Ivy punches me, hard, in the face, her tiny fist with its sharp knuckles connecting with my eye socket. “Did you know my bad dreams have started again, knowing that this creep knows about you? The fire—it's horrible—worse even than it used to be. Now I can actually feel the pain in my dreams—and it wakes me up it hurts so fucking bad. And that's the kind of shit I dreamt of before this asshole knew I existed—imagine what my dreams are going to be like
now
. And I'm the one who's supposed to live through this.”

“I didn't want you involved, remember? You
had
to step into my world. Well, this is it.”
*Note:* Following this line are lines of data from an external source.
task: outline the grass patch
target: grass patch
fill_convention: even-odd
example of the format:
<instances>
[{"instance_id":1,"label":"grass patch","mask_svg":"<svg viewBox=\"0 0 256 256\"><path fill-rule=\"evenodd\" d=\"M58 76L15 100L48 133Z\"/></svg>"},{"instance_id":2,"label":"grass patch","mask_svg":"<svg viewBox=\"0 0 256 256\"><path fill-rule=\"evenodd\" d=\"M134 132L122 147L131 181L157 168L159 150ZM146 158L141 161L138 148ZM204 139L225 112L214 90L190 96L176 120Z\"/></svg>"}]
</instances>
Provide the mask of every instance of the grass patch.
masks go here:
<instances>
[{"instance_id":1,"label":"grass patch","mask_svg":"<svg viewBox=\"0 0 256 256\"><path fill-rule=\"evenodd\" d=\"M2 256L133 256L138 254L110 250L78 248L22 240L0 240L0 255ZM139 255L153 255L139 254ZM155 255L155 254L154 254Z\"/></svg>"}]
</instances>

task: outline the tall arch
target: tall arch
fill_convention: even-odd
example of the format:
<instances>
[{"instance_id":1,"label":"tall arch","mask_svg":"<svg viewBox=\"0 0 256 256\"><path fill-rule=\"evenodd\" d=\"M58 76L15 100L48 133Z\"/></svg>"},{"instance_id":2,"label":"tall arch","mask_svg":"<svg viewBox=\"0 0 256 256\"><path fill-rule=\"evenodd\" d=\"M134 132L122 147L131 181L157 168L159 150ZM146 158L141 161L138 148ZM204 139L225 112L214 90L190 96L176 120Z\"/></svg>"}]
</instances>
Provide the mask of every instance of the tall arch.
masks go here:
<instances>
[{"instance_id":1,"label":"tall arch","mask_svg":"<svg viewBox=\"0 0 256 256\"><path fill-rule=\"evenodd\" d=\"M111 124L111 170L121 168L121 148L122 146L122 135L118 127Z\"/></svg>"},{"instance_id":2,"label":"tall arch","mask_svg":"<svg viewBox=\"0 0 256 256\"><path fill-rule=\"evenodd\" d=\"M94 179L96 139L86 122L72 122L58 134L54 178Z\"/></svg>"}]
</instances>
Ivy hits me again, and my eye socket is now the thing that's on fire. “I'm not mad about the dreams, I'm mad that you made me care about you, you fucker.”

“Believe me, I'm mad too.”

“And you're still not going to go to the police now, huh?”

“To tell them what? That this bastard poisoned my stash and murdered my dealer? No, I'm not going to the police.”

“For some reason, it makes me even more mad that you've got a good point. Well, hmm.” She looks out her window, resigning herself to the reality of it all.
My reality
. “I guess it's safe to say that if this is all a game,” she asks, “right now, we're losing?”

“Yeah.”

Chapter 14

Wednesday morning brings the worst crime scene I've had in my year and a half on the job. The call comes from the service at 10:00 a.m. By 11:00 a.m., I'm standing on the ledge of a partially drained pool in a Beverly Hills backyard, with a black eye, staring down into the marsh of guts that used to be a billionaire. Apparently, he was between pool-cleaning companies. A Russian cement tycoon, he'd shot himself and dropped into the deep end of his art deco swimming pool. He must have been unpopular, because no one called in the shot, and three weeks had transpired before anyone had thought to find him. During that time, it was long and hot enough for him to dissolve in the chlorine, soaking the liner walls in the grease that was once his vital organs. Scrubbing out the grease is my job.

Initially, I think I am off the hook because there are no known relatives to sign off on my work order, and since it is private property, the cops don't want to touch it. Then, some county flack finds a portfolio with a lawyer's business card in it, and I am in business. I charge twelve thousand dollars because I can, and the lawyer, seeing that there is plenty of money to be made by everyone, pens his name on my invoice.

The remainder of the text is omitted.